The Dark Side of Fantasy: David Gemmell’s Wolf in Shadow

In this week’s Dispatches from The Secret Library, Dr Oliver Tearle salutes the master of heroic fantasy and one of his most curious novels

Like many people, I came to David Gemmell through Legend, his 1984 debut which would go on to become a classic of modern fantasy literature, and one of the most definitive novels in the subgenre of heroic fantasy. Unlike most, though, as I read my way through David Gemmell’s entire back catalogue, I found myself rating other novels far higher than Gemmell’s debut.

Legend has heart, and it signalled the arrival of a distinctive new voice in fantasy, but, as Gemmell himself admitted, the writing wasn’t always perfect. He learned a lot in the years that followed, and, to my mind, the prequel he wrote nearly a decade later, The First Chronicles of Druss the Legend, is his most perfectly crafted piece of storytelling.
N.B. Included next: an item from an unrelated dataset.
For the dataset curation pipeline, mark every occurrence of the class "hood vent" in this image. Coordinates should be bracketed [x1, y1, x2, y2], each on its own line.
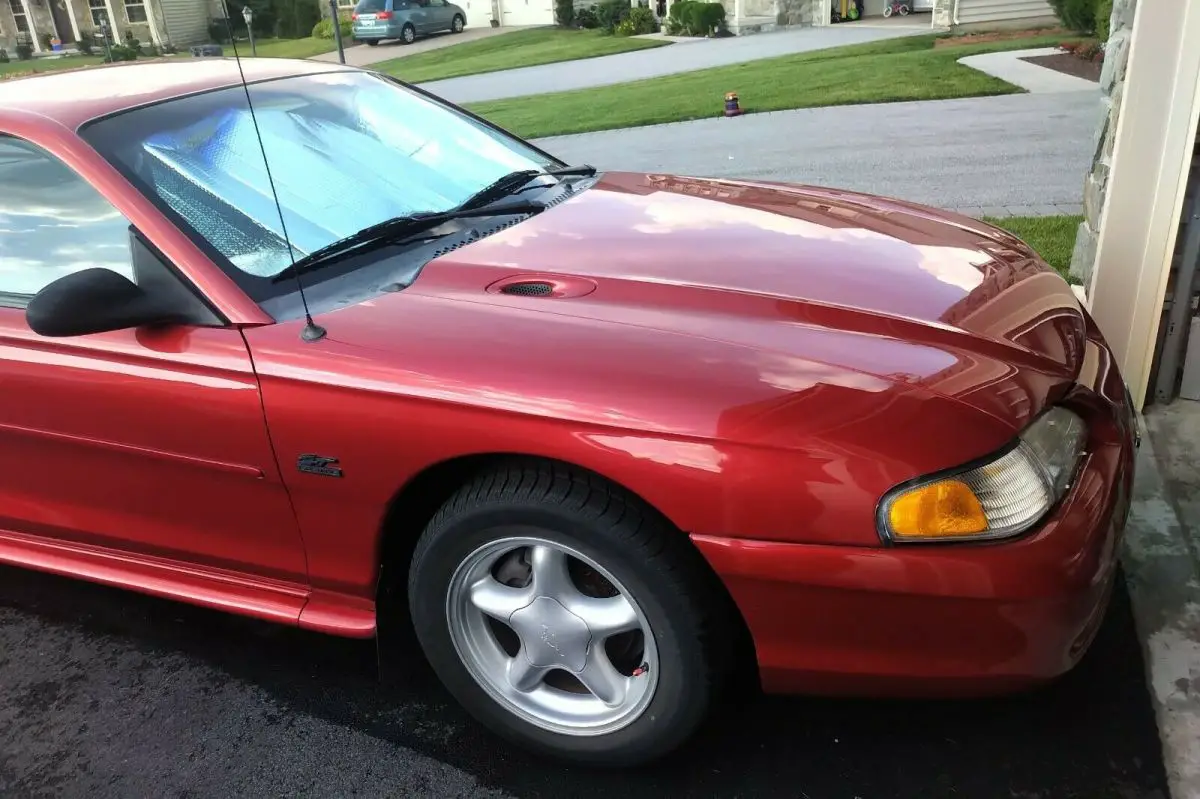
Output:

In between these two ‘Legend’ books, though, David Gemmell wrote a great deal: among much else, he produced Waylander, which introduced readers to the crossbow-carrying assassin who many readers rate superior to Druss the Legend; the standalone Knights of Dark Renown; and Wolf in Shadow, the first in a trilogy of novels centring on the gun-wielding Bible-reading Jon Shannow. The last of these had a curious origin in an especially dark time in Gemmell’s life, and the result was one of his most unusual and intriguing novels.